Question

select the correct answer.
jay and kevin are shoveling the snow off a driveway. working together, they can clear the driveway of snow in 14 minutes. working alone, it would take kevin 21 minutes longer to clear the driveway of snow than it would take jay working alone. when ( j ) is the number of minutes it would take jay to clear the driveway of snow when working alone, the situation is modeled by this rational equation: (\frac{1}{j} + \frac{1}{j + 21} = \frac{1}{14}).
how long would it take jay to clear the driveway of snow working alone?
a. 7 minutes
b. 21 minutes
c. 35 minutes
d. 42 minutes

Explanation:

Step1: Define variables and equation

Let \( j \) be the time (in minutes) Jay takes alone. Kevin takes \( j + 21 \) minutes alone. The work - rate equation is \( \frac{1}{j}+\frac{1}{j + 21}=\frac{1}{14} \).
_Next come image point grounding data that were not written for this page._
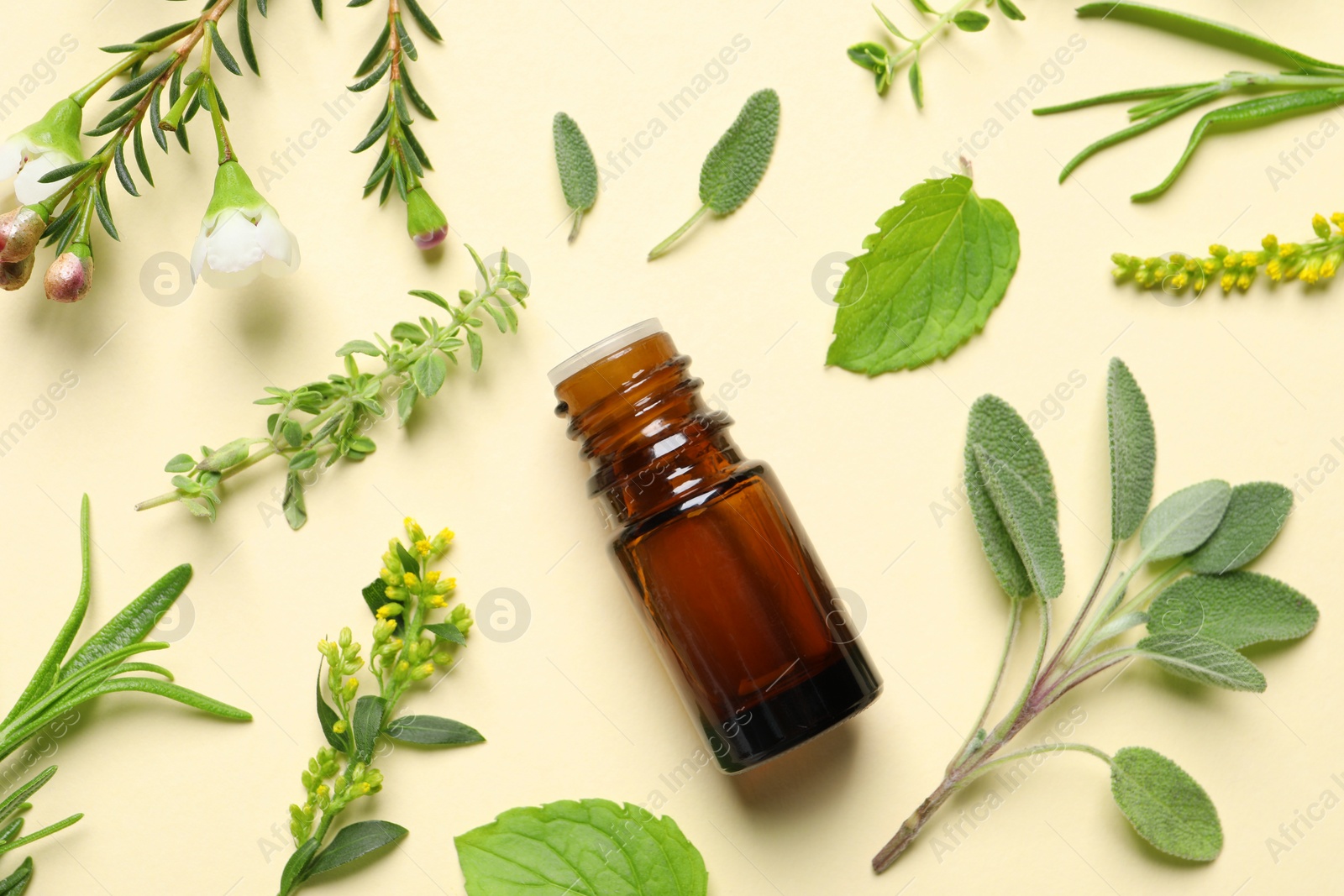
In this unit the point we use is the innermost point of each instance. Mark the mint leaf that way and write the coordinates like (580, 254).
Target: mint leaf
(1184, 520)
(591, 846)
(1028, 523)
(1256, 512)
(578, 170)
(1133, 450)
(1238, 610)
(927, 280)
(1000, 432)
(1166, 805)
(736, 164)
(1203, 660)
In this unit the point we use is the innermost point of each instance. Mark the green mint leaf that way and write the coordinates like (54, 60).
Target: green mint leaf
(968, 20)
(593, 846)
(1133, 450)
(1184, 520)
(1238, 609)
(1203, 660)
(578, 170)
(432, 730)
(354, 841)
(1028, 520)
(998, 430)
(736, 165)
(1256, 512)
(927, 280)
(367, 725)
(1166, 805)
(134, 622)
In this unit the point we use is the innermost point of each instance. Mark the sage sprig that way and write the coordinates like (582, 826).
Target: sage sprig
(884, 63)
(1200, 607)
(326, 422)
(407, 647)
(65, 680)
(736, 164)
(1304, 85)
(1310, 262)
(402, 160)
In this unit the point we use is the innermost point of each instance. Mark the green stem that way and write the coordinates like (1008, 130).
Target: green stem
(662, 249)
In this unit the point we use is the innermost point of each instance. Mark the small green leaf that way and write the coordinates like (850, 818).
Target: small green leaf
(593, 846)
(1133, 450)
(737, 163)
(1030, 523)
(1184, 520)
(360, 347)
(1238, 609)
(181, 464)
(998, 429)
(1166, 805)
(578, 170)
(354, 841)
(927, 281)
(429, 374)
(1256, 513)
(968, 20)
(367, 723)
(432, 730)
(1203, 660)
Step2: Find a common denominator

The common denominator of \( j \), \( j + 21 \), and \( 14 \) is \( 14j(j + 21) \). Multiply each term by \( 14j(j + 21) \):
\[

$$\begin{align*} 14j(j + 21)\times\frac{1}{j}+14j(j + 21)\times\frac{1}{j + 21}&=14j(j + 21)\times\frac{1}{14}\\ 14(j + 21)+14j&=j(j + 21) \end{align*}$$

\]

Step3: Expand and simplify

Expand the left - hand side: \( 14j+294 + 14j=j^{2}+21j \)
Combine like terms: \( 28j + 294=j^{2}+21j \)
Rearrange to form a quadratic equation: \( j^{2}+21j-28j - 294 = 0 \)
Simplify: \( j^{2}-7j - 294 = 0 \)

Step4: Solve the quadratic equation

We can factor the quadratic equation \( j^{2}-7j - 294 = 0 \). We need two numbers that multiply to \( - 294 \) and add up to \( - 7 \). The numbers are \( -21 \) and \( 14 \).
So, \( j^{2}-21j + 14j-294 = 0 \)
Factor by grouping: \( j(j - 21)+14(j - 21)=0 \)
\( (j - 21)(j + 14)=0 \)
Setting each factor equal to zero: \( j-21 = 0 \) or \( j + 14 = 0 \)
Since time cannot be negative, \( j = 21 \) minutes? Wait, no, let's check the original equation. Wait, maybe we made a mistake in the sign when factoring. Let's use the quadratic formula \( j=\frac{-b\pm\sqrt{b^{2}-4ac}}{2a} \) for \( ax^{2}+bx + c = 0 \). Here, \( a = 1 \), \( b=-7 \), \( c=-294 \)
\( j=\frac{7\pm\sqrt{(-7)^{2}-4\times1\times(-294)}}{2\times1}=\frac{7\pm\sqrt{49 + 1176}}{2}=\frac{7\pm\sqrt{1225}}{2}=\frac{7\pm35}{2} \)
We have two solutions: \( j=\frac{7 + 35}{2}=\frac{42}{2}=21 \) and \( j=\frac{7-35}{2}=\frac{-28}{2}=-14 \). But if \( j = 21 \), then Kevin's time is \( j + 21=42 \). Let's check the work - rate: \( \frac{1}{21}+\frac{1}{42}=\frac{2 + 1}{42}=\frac{3}{42}=\frac{1}{14} \), which matches the given equation. Wait, but the option B is 21 minutes. But let's re - examine the problem statement. Wait, the equation given is \( \frac{1}{j}+\frac{1}{j + 21}=\frac{1}{14} \). If \( j = 21 \), then \( \frac{1}{21}+\frac{1}{42}=\frac{2 + 1}{42}=\frac{3}{42}=\frac{1}{14} \), which is correct. But wait, the option A is 7, B is 21, C is 35, D is 42. Wait, maybe we misread the equation. Wait, the original equation in the problem is \( \frac{1}{j}+\frac{1}{j + 21}=\frac{1}{14} \)? Wait, no, looking at the image, the equation is \( \frac{1}{j}+\frac{1}{j + 21}=\frac{1}{14} \)? Wait, no, the user's image shows the equation as \( \frac{1}{j}+\frac{1}{j + 21}=\frac{1}{14} \)? Wait, no, let's check again. Wait, if we assume that the correct answer is 21? Wait, no, let's test \( j = 21 \): Jay takes 21 minutes, Kevin takes \( 21 + 21=42 \) minutes. Then their combined rate is \( \frac{1}{21}+\frac{1}{42}=\frac{2 + 1}{42}=\frac{3}{42}=\frac{1}{14} \), which means together they take 14 minutes, which matches the equation. So Jay takes 21 minutes? But wait, the option B is 21 minutes. But let's check the answer options. The options are A.7, B.21, C.35, D.42.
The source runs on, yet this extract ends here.